Левицкий был тронут.
— О, разумеется! Серж, если у тебя получится — моя признательность и благодарность тебе будет безгранична! Затем он уединился с письменными принадлежностями, и через полчаса все было готово.
— Вот. — Он протянул мне два небольших самодельных конверта, запечатанных пихтовой смолой. — Это письма для Ольги.
— Я сделаю все, что смогу, Владимир Александрович, — пообещал я. — Честное слово.
Он крепко пожал
— Спасибо, Серж. Спасибо за все!
Тем временем Амур окончательно встал. Лед был достаточно прочен, чтобы выдержать вес нарт. Орокан вернулся, привезя с собою пять больших собачьих упряжек и разномастные нарты. Собаки, столь похожие на привычных в России лаек, азартно пожирали нашу юколу и заливисто перебрехивались друг с другом.
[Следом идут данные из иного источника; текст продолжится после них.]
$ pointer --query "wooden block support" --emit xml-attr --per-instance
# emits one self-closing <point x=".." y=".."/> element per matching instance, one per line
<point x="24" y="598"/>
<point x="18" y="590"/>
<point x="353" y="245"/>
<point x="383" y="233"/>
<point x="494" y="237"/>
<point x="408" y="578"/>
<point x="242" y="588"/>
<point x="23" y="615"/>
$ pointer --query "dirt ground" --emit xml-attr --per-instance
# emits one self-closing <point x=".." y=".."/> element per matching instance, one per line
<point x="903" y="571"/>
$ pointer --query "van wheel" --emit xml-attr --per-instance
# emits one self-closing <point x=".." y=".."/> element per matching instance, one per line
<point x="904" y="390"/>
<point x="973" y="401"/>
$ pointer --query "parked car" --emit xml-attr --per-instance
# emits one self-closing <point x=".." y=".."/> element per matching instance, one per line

Наконец, началась погрузка нарт: помимо теплой одежды, провианта, оружия и боеприпасов, нужно было взять и то, ради чего, собственно, и затевалась вся эта поездка, — золото.
Двадцать с лишним пудов — это, по самым скромным прикидкам, было около четверти миллиона рублей по нынешним ценам. Огромная сумма! Целое состояние! С таким богатством можно было и насосы купить, и инструмент, и рабочих нанять, да еще и на взятки чиновникам осталось бы. Да что там — свой пароход купить можно на эти деньги! Но везти с собой такую ценность было и крайне опасно.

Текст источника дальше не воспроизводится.